Slashdot Mirror


UltraViolet Digital Movie Locker is Shutting Down (theverge.com)

UltraViolet, one of the entertainment industry's first attempts at creating a comprehensive digital locker service, is shutting down on July 31st. Users should link their libraries to the service of at least one retailer which can then be used to access their films and TV shows after the shutdown. From a report: UltraViolet's days were numbered ever since Disney, the only major Hollywood studio not to join, launched its expanded Movies Anywhere locker service in 2017. Not only did it offer broad studio support, but it could also be connected to major digital retailers like iTunes, Amazon, and Google Play, unlike UltraViolet. Additional resources: How to safeguard your UltraViolet library.

19 of 66 comments (clear)

  1. How to safeguard by Alypius · · Score: 4, Informative

    The best way to safeguard your library is to rip the disc. This is just the latest service to go under or change their TOS.
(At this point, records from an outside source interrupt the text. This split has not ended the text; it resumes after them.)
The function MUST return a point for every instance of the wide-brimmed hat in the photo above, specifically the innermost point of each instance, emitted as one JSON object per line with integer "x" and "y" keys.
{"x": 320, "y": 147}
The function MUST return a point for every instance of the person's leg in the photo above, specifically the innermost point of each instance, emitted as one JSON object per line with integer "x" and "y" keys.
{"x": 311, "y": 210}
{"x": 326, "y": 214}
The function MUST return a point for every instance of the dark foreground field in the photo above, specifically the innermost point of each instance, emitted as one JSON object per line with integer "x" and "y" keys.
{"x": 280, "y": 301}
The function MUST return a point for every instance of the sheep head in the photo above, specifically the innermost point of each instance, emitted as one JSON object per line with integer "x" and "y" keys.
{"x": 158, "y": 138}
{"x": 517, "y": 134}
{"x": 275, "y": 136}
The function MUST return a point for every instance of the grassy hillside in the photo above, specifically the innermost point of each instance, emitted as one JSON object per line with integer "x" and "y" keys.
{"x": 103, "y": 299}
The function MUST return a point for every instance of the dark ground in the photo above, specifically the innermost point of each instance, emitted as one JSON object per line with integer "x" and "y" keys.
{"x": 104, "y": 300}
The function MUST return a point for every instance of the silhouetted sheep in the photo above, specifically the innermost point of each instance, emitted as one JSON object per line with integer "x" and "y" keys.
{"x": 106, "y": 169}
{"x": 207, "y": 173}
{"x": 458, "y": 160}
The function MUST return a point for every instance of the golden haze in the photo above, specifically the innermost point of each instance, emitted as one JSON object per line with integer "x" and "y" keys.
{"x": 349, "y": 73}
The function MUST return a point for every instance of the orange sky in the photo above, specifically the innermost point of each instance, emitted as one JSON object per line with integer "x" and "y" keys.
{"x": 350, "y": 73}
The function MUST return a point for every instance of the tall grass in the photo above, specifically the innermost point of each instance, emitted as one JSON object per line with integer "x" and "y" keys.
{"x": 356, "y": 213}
    1. Re:How to safeguard by dgatwood · · Score: 3, Informative

      I have the discs, my Ultraviolet codes came with the physical disc and just gave me a nice way to access the content while traveling on a business trip if I found myself bored and with some time to kill.

      The problem is, IIRC, they charged a premium for the versions with the codes, so a lot of people got suckered out of real money for something that is now useless. I'm betting the class-action lawyers are already salivating.

      --

      Check out my sci-fi/humor trilogy at PatriotsBooks.

    2. Re:How to safeguard by 91degrees · · Score: 2

      True. Although a lot of people don't have DVD drives any more. And very few people have ever had blu-ray drives.

      Also the space taken up by movies, assuming you want no further degradation, is still non-trivial. Especially for blu-rays.

  2. Such is the fate of all DRM by Anonymous Coward · · Score: 5, Insightful

    Pirates win again!

    1. Re:Such is the fate of all DRM by rlitman · · Score: 2

      Also the eventual fate of any cloud service that is ostensibly free, or paid for up front, relying on future sales, without any recurring subscription charges to support its long term maintenance.

  3. Ulraviolet never had a day by Austerity+Empowers · · Score: 2

    Ultraviolet's days were numbered before it was ever released. It was a vaguely mediocre idea, completely ignorant of the reality of the internet that makes the service completely worthless, foisted upon the population by some of the upper echelon in the pantheon of Really Awful People.

    Good riddance, and may all their future endeavors end as this did.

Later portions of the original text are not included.